Noizz

Rui Baião

Rui Baião, escritor nascido em 1953 (Lisboa), para além da obra literária como poeta – em que se destacam os livros Aqueduto (& etc, 1985), Maligno (frenesi, 1991), Nuez (com Paulo Nozolino, frenesi, 2003) e bone lonely (com Paulo Nozolino, Steidl – Göttingen, 2011) – partilhou com Al Berto e Paulo da Costa Domingos a organização da antologia de referência Sião (frenesi, 1987).

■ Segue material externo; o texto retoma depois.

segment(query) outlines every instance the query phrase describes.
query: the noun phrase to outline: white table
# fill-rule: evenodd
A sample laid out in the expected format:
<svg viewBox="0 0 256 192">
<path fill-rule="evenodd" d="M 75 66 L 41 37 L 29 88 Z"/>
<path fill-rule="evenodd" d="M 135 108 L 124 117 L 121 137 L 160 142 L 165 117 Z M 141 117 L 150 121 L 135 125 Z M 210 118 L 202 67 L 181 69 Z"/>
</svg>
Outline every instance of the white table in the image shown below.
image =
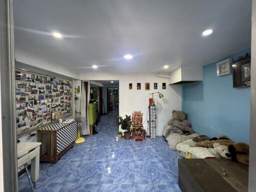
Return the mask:
<svg viewBox="0 0 256 192">
<path fill-rule="evenodd" d="M 18 168 L 31 160 L 31 180 L 36 182 L 39 178 L 39 142 L 20 142 L 17 144 Z"/>
</svg>

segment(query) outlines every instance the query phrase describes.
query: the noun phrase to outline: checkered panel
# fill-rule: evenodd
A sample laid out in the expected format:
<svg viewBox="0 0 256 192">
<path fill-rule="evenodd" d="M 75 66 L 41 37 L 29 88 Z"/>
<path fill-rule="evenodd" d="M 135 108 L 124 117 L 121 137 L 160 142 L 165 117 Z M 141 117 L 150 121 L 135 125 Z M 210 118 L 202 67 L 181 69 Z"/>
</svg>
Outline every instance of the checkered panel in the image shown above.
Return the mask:
<svg viewBox="0 0 256 192">
<path fill-rule="evenodd" d="M 74 122 L 57 132 L 57 154 L 76 139 L 76 122 Z"/>
</svg>

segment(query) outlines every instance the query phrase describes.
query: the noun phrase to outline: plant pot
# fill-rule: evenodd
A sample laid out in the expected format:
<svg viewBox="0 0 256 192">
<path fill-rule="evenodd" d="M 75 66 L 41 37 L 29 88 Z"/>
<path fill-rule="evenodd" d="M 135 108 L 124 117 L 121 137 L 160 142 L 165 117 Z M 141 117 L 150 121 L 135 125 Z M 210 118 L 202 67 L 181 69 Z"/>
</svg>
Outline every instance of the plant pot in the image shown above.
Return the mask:
<svg viewBox="0 0 256 192">
<path fill-rule="evenodd" d="M 126 132 L 124 133 L 124 136 L 126 140 L 130 140 L 130 138 L 131 132 Z"/>
<path fill-rule="evenodd" d="M 121 138 L 122 138 L 122 134 L 118 134 L 118 140 L 120 140 Z"/>
</svg>

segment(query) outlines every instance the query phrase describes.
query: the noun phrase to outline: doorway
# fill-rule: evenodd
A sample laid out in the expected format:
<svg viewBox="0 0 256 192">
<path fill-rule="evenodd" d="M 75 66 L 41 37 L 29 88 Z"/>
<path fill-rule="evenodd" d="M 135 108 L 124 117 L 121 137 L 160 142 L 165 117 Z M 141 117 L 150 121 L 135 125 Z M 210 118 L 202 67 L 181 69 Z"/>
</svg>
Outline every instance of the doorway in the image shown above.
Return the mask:
<svg viewBox="0 0 256 192">
<path fill-rule="evenodd" d="M 118 111 L 119 90 L 118 88 L 107 88 L 108 114 L 112 111 Z"/>
</svg>

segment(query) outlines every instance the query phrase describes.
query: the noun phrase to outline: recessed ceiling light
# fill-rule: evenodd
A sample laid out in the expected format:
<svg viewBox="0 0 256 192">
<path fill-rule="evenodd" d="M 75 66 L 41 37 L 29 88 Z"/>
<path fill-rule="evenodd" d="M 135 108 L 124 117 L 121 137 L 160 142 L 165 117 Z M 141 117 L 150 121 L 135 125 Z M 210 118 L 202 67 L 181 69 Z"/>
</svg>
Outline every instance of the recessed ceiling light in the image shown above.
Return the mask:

Os sinais que a sua escrita patenteia são os de uma realidade cataclísmica, que tanto pode remeter para uma “estética” musical noise como para a tentativa frustrada de sintonização de um emissor de rádio. De um outro ângulo, o estritamente sociopolítico, está-se perante um decalque e arrancamento brutal da linguagem usada nos hodiernos simulacros de comunicação e entendimento em sociedade. Nisto, toda a sua obra se tem mostrado de uma coerência estilística não-negociável, que Noizz vem confirmar.

 

 

Excerto

de cabeça perdida para baixo. diz respeito
a todo o condomínio. a cartada
aí ao trâmite. a completa desonra
a que a semântica chegou. em boa morte
tal sorte consensual de risada fácil
em lume brando. uns peixes em carne viva.
flutuam fora de portas. a lendária ara se
os indícios fossem. figuras tristes certos
vícios nem que às nove em ponto. o voo
rasante dissesse ao emaranhado. rio acima
rio abaixo. sem ser por mal. a leve rispidez
de mariquinhas pé de salsa. de um momento
para o outro um segredo colorau. uns gritos
à luz dos obstáculos. uns artolas do caralho.

Nota de leitura

Não é recente, nem fácil de explicar, o silêncio quase total em torno da obra de Rui Baião (por ironia, um dos responsáveis pela mais significativa antologia de poesia portuguesa publicada nos anos 80: Sião, Frenesi. 1987). Talvez o seu registo incomode, de tão avesso que é aos padrões líricos mais em voga, ou se revele felizmente impróprio para manuais escolares e outros planos nacionais de alfabetização. Deixando de lado essas considerações, Noizz é sem dúvida o melhor livro de poesia portuguesa que li, até agora, em 2016. Rude, ferozmente elegíaca. Esta escrita não se presta a qualquer tipo de vassalagem: «Um dístico e um par de nervos./ I é mesmo assim/ Assim assim,// esta solidão a dois.» Ela parte, pelo contrário, do «joio do pânico» para condenar – e contrariar, se possível – a barbárie concreta dos dias, escudando-se em elipses e assonâncias de rara contundência: «Distantes – todos os anos, todos// os danos Os dias, cães danados// Não perdoam um foragido.» Toma-se evidente a falta de sabor das coisas, dessas ruínas incessantes que as fotografias reproduzidas neste livro magnificamente corroboram e iluminam: «O horror/ não sabe a nada.» Dito de outro modo, estes poemas e imagens, numa assumida e veemente continuidade, confrontam-nos com uma atitude de agressão e de recusa que está nos antípodas da “bela poesia”, cantável e mansinha. Nisto reside, em boa parte, a aspereza singular da escrita de Rui Balão, que não se coíbe de claros impropérios contra «artolas do caralho» ou contra «o vão tormento» de estar vivo. Recorrendo a uma comparação imprópria, Noizz mais facilmente nos lembraria John Zorn do que Art Pepper, embora ambos tenham optado pelo mesmo instrumento. O vento é de quem o assina, como nos ensina esta «Fenda toda fogo verde fode» que não desistiu ainda de nos deslumbrar.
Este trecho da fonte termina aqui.